Tiempo atrás cocinaba el desayuno mientras mi hija aún dormía cuando escuché un grito angustioso que decía “mamá! una pesadilla!”, entonces dejé todo de lado y subí corriendo.  Una vez me vio, me abrazó y lloró fuertemente. Cuando estuvo un poco más calmada le pedí que me contara qué soñaba: 

“Había un monstruo en casa, papá y tú me pedían que saliera corriendo, ustedes también corrían, yo no alcanzaba a tomar mis cosas más preciadas,  me decías que no importaba, que me las enviarías más tarde en una encomienda, porque tú y papá debían correr más fuerte y yo no podía alcanzarlos, así que me dejaban atrás a cargo de una persona que no sé quién era y me dejaban”.

Entonces me preguntó: ¿Mamá tú me dejarías?. Ni muerta,  le respondí. Me abrazó fuerte y recuperó el aliento.

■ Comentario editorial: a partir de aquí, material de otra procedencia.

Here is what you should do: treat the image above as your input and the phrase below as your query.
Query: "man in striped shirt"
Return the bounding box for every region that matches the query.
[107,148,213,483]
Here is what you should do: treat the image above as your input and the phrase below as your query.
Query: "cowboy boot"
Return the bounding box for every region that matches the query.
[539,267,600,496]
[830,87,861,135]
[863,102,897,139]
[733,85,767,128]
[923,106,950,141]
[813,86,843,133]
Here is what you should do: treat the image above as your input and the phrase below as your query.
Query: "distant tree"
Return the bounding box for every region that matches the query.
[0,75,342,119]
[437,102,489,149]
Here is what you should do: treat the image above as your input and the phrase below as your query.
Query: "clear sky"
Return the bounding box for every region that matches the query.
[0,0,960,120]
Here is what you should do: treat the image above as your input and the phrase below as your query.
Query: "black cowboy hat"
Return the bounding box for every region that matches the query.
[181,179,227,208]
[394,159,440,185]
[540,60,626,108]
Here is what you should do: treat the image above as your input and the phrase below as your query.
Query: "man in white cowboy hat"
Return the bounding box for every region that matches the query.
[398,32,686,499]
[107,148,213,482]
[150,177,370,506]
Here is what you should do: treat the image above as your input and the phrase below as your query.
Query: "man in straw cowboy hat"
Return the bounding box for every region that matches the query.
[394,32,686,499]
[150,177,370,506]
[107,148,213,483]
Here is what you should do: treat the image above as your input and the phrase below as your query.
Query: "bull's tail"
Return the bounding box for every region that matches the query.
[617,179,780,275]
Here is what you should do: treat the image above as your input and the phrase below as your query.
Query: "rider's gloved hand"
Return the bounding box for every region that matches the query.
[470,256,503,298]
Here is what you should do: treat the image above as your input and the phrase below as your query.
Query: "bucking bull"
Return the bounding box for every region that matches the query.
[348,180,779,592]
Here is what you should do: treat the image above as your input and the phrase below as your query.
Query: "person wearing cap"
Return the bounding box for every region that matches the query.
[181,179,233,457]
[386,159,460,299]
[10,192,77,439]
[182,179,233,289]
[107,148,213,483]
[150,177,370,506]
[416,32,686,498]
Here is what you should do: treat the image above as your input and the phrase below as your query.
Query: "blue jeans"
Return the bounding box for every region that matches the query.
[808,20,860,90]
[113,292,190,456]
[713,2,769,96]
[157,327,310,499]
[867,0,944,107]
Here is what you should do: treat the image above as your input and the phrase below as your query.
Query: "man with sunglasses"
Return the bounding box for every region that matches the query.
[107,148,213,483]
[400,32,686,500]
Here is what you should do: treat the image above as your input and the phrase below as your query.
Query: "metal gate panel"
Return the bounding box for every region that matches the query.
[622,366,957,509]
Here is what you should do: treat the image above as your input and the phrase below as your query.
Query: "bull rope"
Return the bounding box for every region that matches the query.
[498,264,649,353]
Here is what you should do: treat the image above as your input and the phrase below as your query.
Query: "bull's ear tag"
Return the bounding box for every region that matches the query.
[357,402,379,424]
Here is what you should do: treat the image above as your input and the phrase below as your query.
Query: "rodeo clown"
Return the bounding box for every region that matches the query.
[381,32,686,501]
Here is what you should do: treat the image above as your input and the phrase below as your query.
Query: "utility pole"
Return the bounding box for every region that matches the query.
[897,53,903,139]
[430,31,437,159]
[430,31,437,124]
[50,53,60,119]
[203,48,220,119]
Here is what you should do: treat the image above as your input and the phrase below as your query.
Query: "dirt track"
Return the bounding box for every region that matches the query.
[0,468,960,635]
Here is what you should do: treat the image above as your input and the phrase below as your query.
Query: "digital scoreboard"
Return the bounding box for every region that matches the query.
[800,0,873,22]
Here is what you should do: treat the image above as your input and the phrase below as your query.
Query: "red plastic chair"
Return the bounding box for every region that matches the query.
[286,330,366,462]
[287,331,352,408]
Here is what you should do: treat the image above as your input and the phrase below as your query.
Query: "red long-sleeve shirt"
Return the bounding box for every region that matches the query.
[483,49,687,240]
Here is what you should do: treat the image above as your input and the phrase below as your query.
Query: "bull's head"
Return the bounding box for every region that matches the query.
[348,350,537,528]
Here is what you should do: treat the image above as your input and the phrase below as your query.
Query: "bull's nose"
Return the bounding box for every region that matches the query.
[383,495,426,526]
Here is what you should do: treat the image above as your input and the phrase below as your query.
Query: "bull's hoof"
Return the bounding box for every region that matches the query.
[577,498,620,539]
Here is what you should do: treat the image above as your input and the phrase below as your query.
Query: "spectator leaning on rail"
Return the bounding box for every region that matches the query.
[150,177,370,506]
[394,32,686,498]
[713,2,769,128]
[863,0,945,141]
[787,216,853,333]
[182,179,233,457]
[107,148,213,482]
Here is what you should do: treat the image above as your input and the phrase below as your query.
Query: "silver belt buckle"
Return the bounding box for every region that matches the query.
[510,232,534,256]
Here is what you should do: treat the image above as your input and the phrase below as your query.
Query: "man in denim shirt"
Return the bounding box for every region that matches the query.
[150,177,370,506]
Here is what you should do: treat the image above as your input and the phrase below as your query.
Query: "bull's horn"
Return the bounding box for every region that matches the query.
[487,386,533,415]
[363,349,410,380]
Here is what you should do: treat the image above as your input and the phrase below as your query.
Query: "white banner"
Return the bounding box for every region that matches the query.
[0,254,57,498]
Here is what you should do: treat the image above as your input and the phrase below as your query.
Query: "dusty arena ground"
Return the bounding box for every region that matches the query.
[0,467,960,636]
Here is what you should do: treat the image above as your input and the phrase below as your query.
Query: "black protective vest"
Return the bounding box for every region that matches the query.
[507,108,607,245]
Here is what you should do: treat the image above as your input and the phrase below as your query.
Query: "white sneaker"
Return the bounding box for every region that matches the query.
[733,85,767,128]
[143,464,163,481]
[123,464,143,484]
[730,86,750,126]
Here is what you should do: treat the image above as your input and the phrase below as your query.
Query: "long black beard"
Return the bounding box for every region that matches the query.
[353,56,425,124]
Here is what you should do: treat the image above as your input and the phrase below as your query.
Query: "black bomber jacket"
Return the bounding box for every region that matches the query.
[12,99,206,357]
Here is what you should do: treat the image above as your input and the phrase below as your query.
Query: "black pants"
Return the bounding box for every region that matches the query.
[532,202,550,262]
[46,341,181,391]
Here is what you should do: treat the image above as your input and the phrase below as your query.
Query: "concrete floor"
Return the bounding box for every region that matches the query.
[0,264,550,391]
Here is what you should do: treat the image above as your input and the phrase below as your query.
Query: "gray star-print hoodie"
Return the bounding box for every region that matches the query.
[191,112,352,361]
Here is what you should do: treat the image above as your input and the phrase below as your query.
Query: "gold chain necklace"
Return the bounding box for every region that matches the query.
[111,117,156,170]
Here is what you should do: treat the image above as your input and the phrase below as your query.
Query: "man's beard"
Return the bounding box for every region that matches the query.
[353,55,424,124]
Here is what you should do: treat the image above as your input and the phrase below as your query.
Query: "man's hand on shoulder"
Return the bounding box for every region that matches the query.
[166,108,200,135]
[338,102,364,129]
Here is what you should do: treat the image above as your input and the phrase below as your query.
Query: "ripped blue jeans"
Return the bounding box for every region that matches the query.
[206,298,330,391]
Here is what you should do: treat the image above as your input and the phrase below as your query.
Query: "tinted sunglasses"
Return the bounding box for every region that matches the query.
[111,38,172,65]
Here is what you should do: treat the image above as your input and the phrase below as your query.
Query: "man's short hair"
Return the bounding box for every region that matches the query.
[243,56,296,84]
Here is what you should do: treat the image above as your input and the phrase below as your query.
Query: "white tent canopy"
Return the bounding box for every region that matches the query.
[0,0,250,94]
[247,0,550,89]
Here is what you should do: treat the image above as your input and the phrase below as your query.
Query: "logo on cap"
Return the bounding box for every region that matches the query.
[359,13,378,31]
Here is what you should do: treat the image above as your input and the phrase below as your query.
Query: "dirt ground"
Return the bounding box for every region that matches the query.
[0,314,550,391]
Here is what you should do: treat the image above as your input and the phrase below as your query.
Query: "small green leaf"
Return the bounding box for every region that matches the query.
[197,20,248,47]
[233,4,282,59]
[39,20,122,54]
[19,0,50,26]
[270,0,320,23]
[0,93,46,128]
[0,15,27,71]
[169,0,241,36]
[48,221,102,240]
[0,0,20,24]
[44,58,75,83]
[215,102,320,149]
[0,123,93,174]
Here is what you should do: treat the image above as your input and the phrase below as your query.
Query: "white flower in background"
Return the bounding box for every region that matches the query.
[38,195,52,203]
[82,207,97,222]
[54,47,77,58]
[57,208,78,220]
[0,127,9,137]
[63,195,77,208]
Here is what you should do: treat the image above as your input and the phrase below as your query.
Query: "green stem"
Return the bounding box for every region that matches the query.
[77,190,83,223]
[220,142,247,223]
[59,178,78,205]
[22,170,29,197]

Los sueños forman parte de un sistema inteligente de nuestro cerebro que busca interpretar emociones que hemos experimentado y  han quedado sin explicación. Ellos buscan desenredar nudos que quedan atados a lo largo de la vida.

En este caso, mientras la niña me contaba su pesadilla  yo analizaba qué pudo haberla provocado. Una situación vivida el día anterior se vino claramente a mi memoria. Había sido su cumpleaños hace poco y le habían llegado muchos regalos, todos ellos estaban esparcidos por el living de la casa.

Recuerdo regresar, ver ese desorden y sentirme molesta por ello. Ahora interpreto que no se trataba del desorden, porque generalmente respondo a ello con calma y diciendo algo así como “me parece que es tiempo de ordenar tus cosas, ven yo te ayudo”, pero esta vez llevaba conmigo la carga de varios eventos estresantes previos.

Al decirle: “Ya es tiempo de que ordenes ese lugar, no puede ser que transformes todo en un basural” sentí un peso en el corazón. Mi hija me miró y en silencio se fue donde su padre, quien estaba muy ocupado trabajando. Ella simplemente encontró la forma de hablarle de cualquier cosa sentada sola desde la escalera.

Recordé cómo en mi infancia estaba llena de monstruos que vivían en cada rincón de la casa en donde crecí. Soñaba con ellos, tenía miedo de llegar a casa, o de quedarme sola en ella. Ahora me doy cuenta que todos esos monstruos eran mis miedos a ser herida, a no ser escuchada, comprendida y amada.

Con esta claridad en mi mente pude hablarle a mi hija y explicarle que ese monstruo y ese abandono que había experimentado en su pesadilla provenía de que mis palabras del día anterior la habían hecho sentir que ella no era suficientemente buena como para ser querida por nosotros, y así  mismo tuve la oportunidad  de pedirle perdón y de explicarle que no fue ella quien causó mi molestia, sino que otras cosas foráneas alimentaron mi sentir.

También le pedí que me dibujara su monstruo e hiciéramos algo con él. Ella lo dibujó dentro de una botella y me dijo que no saldría de nuevo a menos que algo similar ocurriera. Ella estaba más clara que yo misma en cuanto a sus miedos.

Alice Miller, conocida psiquiatra en el campo de los traumas infantiles nos dice con claridad que podemos disminuir en un 50% el daño que causamos a nuestros hijos (accidentalmente) cuando somos capaces de reflexionar en nuestras acciones y pedirles perdón, al hacerlo el hijo comprende que es importante para nosotros y no es culpable por nuestros problemas. Ahora entiendo al mismo tiempo que al pedir perdón a nuestros hijos, también le estamos pidiendo perdón al niño(a) que llevamos dentro y le estamos permitiendo al fin crecer.